Le monde du cinéma se divise en deux catégories. Il y a d'un côté les réalisateurs qui pensent que leurs films de vacances intéressent tout le monde. Et puis il y a ceux qui parviennent à se montrer passionnants même en filmant la queue devant les toilettes de la gare. Wim Wenders fait partie des deux catégories.
Qu'un réalisateur à la voix aussi désespérément atone parvienne à développer des réflexions aussi touchantes reste un mystère pour moi. Comme quoi, la voix n'est pas forcément le miroir de l'âme. Contrairement à ce à quoi je m'attendais, Tokyo-ga n'est pas "Tokyo vu par Wenders". Wim ne suit aucun fil conducteur, si ce n'est celui de ses pérégrinations - physiques ou mentales - dans la cité tokyoïte. Mais on pourrait malgré tout dégager deux grands axes.
Le premier serait le plus évident : un hommage transi d'amour et de vénération à Yasujirō Ozu, à ses films, à ses acteurs, à ses techniciens. Wenders nous fait partager sa passion pour le maître, en allant notamment à la rencontre de l'acteur fétiche Chishu Ryu, puis du chef opérateur Yuuhara Atsuta. On découvre sous un jour profondément intimiste la façon dont travaillait Ozu, ses obsessions, et les relations particulières qu'il entretenait avec son équipe de tournage.

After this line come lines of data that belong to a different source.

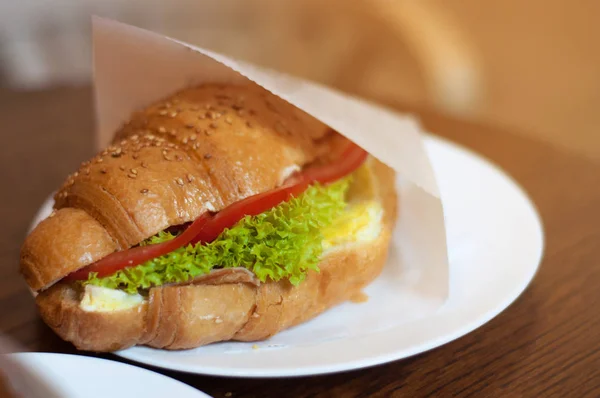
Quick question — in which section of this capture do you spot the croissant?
[20,84,397,351]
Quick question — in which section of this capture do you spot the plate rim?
[32,134,546,379]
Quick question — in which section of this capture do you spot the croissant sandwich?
[20,84,397,351]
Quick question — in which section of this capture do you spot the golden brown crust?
[20,208,118,290]
[21,85,345,290]
[36,159,397,351]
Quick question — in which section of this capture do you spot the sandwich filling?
[84,177,351,293]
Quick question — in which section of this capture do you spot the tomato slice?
[64,143,368,281]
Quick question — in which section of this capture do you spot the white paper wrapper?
[93,18,449,332]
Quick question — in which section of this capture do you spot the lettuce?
[84,177,350,293]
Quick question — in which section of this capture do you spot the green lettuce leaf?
[84,177,350,293]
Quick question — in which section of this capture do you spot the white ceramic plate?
[0,352,210,398]
[29,137,543,377]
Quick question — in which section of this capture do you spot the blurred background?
[0,0,600,158]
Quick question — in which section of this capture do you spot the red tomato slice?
[64,143,368,281]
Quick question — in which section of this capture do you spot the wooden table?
[0,88,600,397]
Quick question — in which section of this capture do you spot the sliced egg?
[79,285,144,312]
[323,201,383,250]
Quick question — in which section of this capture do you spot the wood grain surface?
[0,88,600,397]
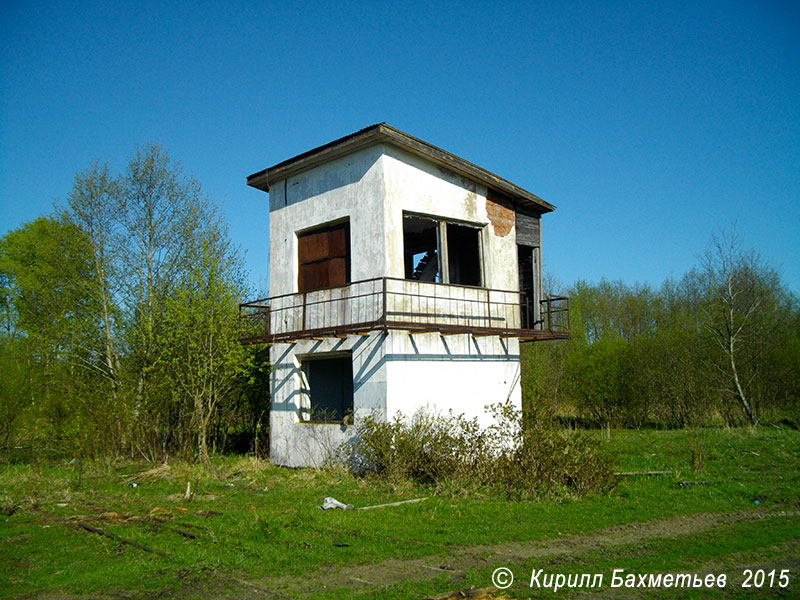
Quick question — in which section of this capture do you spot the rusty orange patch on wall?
[486,190,514,237]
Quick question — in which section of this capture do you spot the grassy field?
[0,427,800,599]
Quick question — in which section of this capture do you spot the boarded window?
[446,223,481,286]
[303,355,353,423]
[297,223,350,292]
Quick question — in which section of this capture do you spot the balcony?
[239,277,569,344]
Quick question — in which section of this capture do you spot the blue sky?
[0,0,800,292]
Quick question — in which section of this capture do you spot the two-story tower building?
[243,123,569,466]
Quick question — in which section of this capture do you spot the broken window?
[297,222,350,292]
[517,244,542,329]
[403,215,483,286]
[403,215,441,282]
[302,354,353,423]
[445,223,481,286]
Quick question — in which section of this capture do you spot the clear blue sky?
[0,0,800,292]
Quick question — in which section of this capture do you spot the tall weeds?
[342,405,615,498]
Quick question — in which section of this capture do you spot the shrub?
[343,405,614,497]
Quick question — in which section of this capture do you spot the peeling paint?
[486,190,514,237]
[462,192,478,221]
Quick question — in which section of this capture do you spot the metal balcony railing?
[239,277,569,344]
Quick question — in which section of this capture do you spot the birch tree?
[690,232,781,425]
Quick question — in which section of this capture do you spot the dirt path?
[236,511,800,599]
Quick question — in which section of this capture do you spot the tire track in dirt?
[253,510,800,599]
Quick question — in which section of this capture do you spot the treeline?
[0,145,269,461]
[522,233,800,427]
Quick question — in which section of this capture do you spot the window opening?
[403,215,483,286]
[302,355,353,423]
[297,223,350,292]
[403,215,441,283]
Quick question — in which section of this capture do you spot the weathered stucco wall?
[270,145,521,466]
[382,146,519,290]
[269,146,386,296]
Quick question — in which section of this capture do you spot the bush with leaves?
[342,405,614,497]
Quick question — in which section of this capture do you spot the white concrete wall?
[385,331,522,426]
[269,145,521,466]
[270,331,386,467]
[269,146,386,296]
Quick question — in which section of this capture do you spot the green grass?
[0,428,800,598]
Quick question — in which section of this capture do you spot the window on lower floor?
[302,354,353,423]
[403,214,483,286]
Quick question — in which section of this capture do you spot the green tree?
[162,231,248,464]
[687,227,789,425]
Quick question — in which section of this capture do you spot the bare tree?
[695,230,780,425]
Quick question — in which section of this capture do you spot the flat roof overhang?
[247,123,556,213]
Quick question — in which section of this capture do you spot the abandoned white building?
[242,123,569,466]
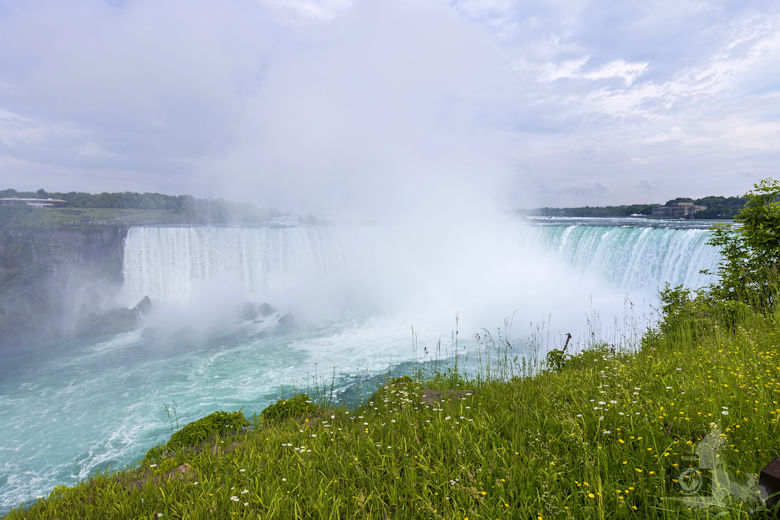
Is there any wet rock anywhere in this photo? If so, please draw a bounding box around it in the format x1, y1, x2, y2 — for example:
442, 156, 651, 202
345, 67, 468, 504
133, 296, 152, 316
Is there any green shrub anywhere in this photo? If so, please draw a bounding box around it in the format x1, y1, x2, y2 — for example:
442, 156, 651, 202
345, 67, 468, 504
166, 411, 249, 449
709, 179, 780, 310
260, 394, 318, 421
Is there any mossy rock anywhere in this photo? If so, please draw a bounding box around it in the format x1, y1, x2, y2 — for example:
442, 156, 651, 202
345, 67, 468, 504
166, 411, 249, 449
260, 394, 319, 421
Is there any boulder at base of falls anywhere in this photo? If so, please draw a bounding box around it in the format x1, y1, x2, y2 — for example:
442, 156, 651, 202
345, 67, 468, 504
241, 302, 276, 321
78, 296, 152, 336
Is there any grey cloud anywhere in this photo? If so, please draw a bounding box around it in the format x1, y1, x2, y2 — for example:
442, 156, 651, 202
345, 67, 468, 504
0, 0, 780, 212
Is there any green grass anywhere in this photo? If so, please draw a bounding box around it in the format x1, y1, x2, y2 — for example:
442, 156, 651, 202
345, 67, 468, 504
9, 313, 780, 519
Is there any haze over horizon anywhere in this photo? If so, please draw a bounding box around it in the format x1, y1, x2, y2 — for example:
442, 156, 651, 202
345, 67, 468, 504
0, 0, 780, 214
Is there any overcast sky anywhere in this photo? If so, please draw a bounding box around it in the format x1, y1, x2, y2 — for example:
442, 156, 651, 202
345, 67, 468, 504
0, 0, 780, 213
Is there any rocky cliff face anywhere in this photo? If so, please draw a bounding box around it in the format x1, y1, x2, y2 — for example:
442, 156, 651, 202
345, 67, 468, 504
0, 225, 128, 344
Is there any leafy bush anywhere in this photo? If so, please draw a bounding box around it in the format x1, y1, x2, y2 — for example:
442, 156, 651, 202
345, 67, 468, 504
260, 394, 318, 421
166, 411, 249, 449
709, 179, 780, 310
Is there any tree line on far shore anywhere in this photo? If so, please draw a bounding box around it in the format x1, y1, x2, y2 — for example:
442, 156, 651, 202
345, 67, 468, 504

L'entretien avec Atsuta est à ce titre particulièrement bouleversant et se doit d'être vu par tous les adeptes du réalisateur de Voyage à Tokyo.
Le second axe serait le plus fascinant : un questionnement sur la réalité et la perception, par la confrontation entre le Tokyo que Wenders a fantasmé à travers les films d'Ozu, et le Tokyo acquis à la modernité, au capitalisme et à la mondialisation qu'il découvre dans les années 80, alors que le Japon est encore la deuxième puissance économique planétaire. Est-ce que le Tokyo d'Ozu a réellement existé, et si oui est-il possible d'en trouver encore des traces aujourd'hui ? Voilà tout l'enjeu qui structure discrètement l'ensemble du film.
Wenders porte un regard d'extra-terrestre sur la vie tokyoïte, aussi troublé par la froideur de l'architecture urbaine moderne et par la multiplication des écrans, qu'hypnotisé par le culte des pachinkos, le golf sans trous ou le soin d'artisan minutieux apporté à la création de ces faux plats exposés en vitrine des restaurants.
Tantôt insolite, drôle, contemplatif, toujours stimulant et bienveillant, Tokyo-ga est de ces rares documentaires qui prennent le temps de regarder, permettant à l'esprit de divaguer sans se perdre. Ce voyage constamment hanté par les fantômes d'Ozu et de son Tokyo argentique abandonne le spectateur hagard, secoué par l'émotion des dernières images de Voyage à Tokyo. Mais avec une fascination intacte pour cette ville tellement étrange, pourtant berceau d'histoires universelles, qu'elles soient racontées par Ozu ou vécues par les Tokyoïtes.